La Corte d’Appello di Roma, in riforma della decisione di primo grado, ha condannato RTI S.p.A. e il direttore della rete al risarcimento dei danni causati all’attore per diffamazione a causa delle dichiarazioni contenute in una trasmissione televisiva diffusa, nel settembre del 2013, sul Canale Mediaset Rete 4.
Nello specifico, i Giudici di appello, hanno ritenuto falsa e diffamatoria la notizia contenuta all’interno di un servizio televisivo con il quale si dava conto dell’acquisto, da parte della persona offesa, di un immobile da un ente pubblico a un prezzo particolarmente vantaggioso e, dunque, attraverso la fruizione di un sostanziale “privilegio”.
A fondamento della decisione i Giudici di secondo grado hanno rilevato come i convenuti avessero diffuso la falsa notizia dell’acquisto dell’immobile, da parte della coniuge della persona offesa, da una società pubblica (laddove, al contrario, tale immobile era stato acquistato da un privato), confidando superficialmente sulle risultanze dei dati catastali, senza approfondire doverosamente le indagini attraverso l’esame dell’atto pubblico di acquisto agevolmente consultabile presso la Conservatoria dei Registri Immobiliari. In tali termini, pertanto, il requisito della verità putativa – astrattamente idoneo a legittimare l’esercizio del diritto di cronaca – doveva ritenersi del tutto assente, con la conseguente integrazione del carattere illecito della notizia diffamatoria così propagata.
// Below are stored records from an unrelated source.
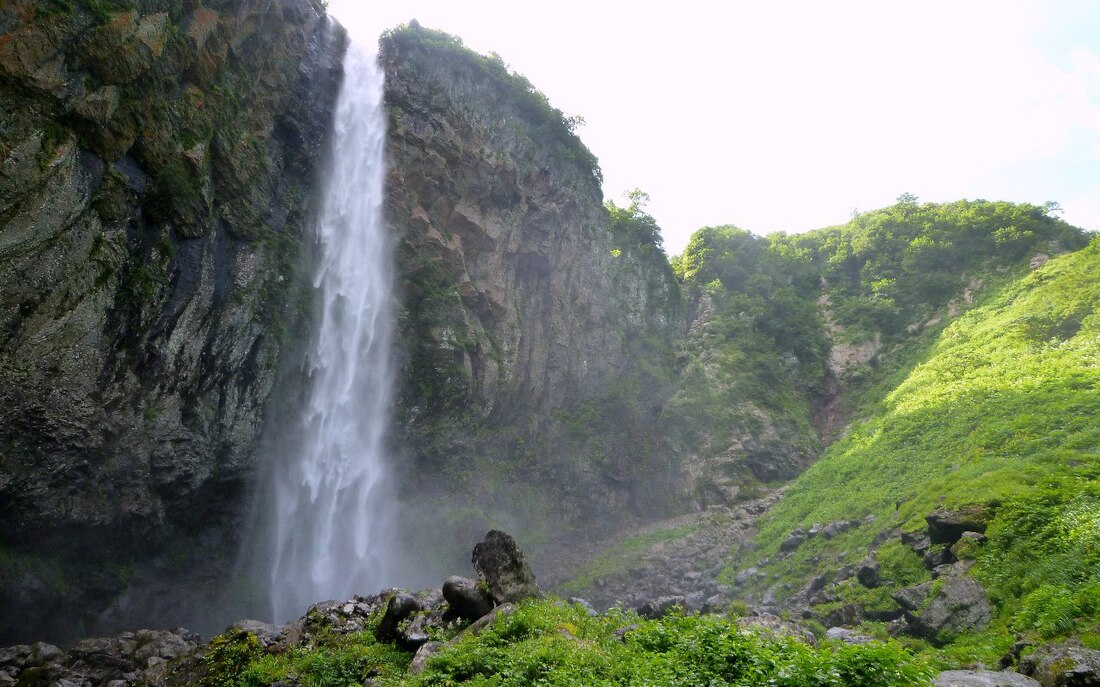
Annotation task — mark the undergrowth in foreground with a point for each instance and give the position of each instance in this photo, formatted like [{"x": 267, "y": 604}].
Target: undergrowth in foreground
[{"x": 551, "y": 642}]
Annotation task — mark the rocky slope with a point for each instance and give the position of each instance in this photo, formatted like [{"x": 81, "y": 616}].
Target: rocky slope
[
  {"x": 155, "y": 169},
  {"x": 519, "y": 307}
]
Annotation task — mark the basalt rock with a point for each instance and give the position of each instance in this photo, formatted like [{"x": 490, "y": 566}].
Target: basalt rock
[
  {"x": 466, "y": 599},
  {"x": 504, "y": 568},
  {"x": 1063, "y": 665},
  {"x": 155, "y": 179},
  {"x": 519, "y": 307},
  {"x": 947, "y": 527},
  {"x": 982, "y": 678}
]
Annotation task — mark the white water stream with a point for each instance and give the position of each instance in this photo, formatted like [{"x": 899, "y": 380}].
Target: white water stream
[{"x": 328, "y": 501}]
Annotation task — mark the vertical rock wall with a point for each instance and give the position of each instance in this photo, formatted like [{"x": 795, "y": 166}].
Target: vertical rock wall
[
  {"x": 521, "y": 319},
  {"x": 156, "y": 161}
]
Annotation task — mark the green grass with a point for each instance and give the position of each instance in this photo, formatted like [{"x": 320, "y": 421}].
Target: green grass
[
  {"x": 1001, "y": 412},
  {"x": 551, "y": 642},
  {"x": 557, "y": 643}
]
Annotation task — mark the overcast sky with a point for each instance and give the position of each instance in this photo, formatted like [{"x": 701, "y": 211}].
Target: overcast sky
[{"x": 790, "y": 115}]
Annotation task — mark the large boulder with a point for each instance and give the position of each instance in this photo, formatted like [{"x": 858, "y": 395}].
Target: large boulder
[
  {"x": 939, "y": 610},
  {"x": 1063, "y": 665},
  {"x": 982, "y": 678},
  {"x": 503, "y": 566},
  {"x": 399, "y": 608},
  {"x": 466, "y": 598},
  {"x": 946, "y": 527}
]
L’intervento di rigetto della Cassazione
La rete televisiva soccombente sostiene che i Giudici di appello avrebbero erroneamente escluso l’applicazione dei principi in tema di verità putativa in relazione al documento (visura catastale) utilizzato dagli autori del servizio giornalistico andato in onda nella trasmissione televisiva. Rilevano che l’intestazione di un immobile a un determinato soggetto, sì come emergente dall’esame della documentazione catastale, farebbe sorgere una presunzione de facto in ordine alla veridicità delle relative risultanze e dunque a ingenerare un corrispondente incolpevole affidamento.
La Cassazione osserva che i Giudici territoriali hanno correttamente applicato i principi di diritto, ritenendo di dover accertare, ai fini dell’integrazione dei requisiti per il legittimo esercizio del diritto di cronaca, la condizione della c.d. “verità putativa” della notizia diffusa dai ricorrenti.
Secondo il consolidato insegnamento della giurisprudenza di legittimità, in tema di esercizio del diritto di cronaca, il giornalista ha l’obbligo di controllare l’attendibilità della fonte informativa, a meno che non provenga dall’autorità investigativa o giudiziaria, e di accertare la verità del fatto pubblicato, restando altrimenti responsabile dei danni derivati dal reato di diffamazione a mezzo stampa, salvo che non provi l’esimente di cui all’art. 59, ultimo comma c.p., ossia la sua buona fede.
La verità putativa
A tal fine la cosiddetta “verità putativa” del fatto non dipende dalla semplice verosimiglianza dei fatti narrati, essendo necessaria la dimostrazione dell’involontarietà dell’errore, dell’avvenuto controllo – con ogni cura professionale, da rapportare alla gravita della notizia e all’urgenza di informare il pubblico – della fonte e della attendibilità di essa, onde vincere dubbi e incertezze in ordine alla verità dei fatti narrati.
I Giudici di merito hanno ritenuto che il giornalista, limitandosi al solo controllo dei dati catastali, senza estendere opportunamente l’esame alla consultazione dei registri immobiliari, si fosse sottratto a quell’obbligo di cura professionale, di serietà e di diligenza nella ricerca delle fonti della notizia, il cui rispetto avrebbe legittimato l’esercizio del diritto di cronaca.
Ebbene, tale valutazione, argomentata in maniera corretta, spetta istituzionalmente al Giudice di merito, la cui contestazione si risolve in una proposta di rilettura nel merito dei fatti di causa e delle prove, secondo un’impostazione critica non consentita in sede di legittimità (Cassazione civile, sez. III, 05/09/2024, n.23915).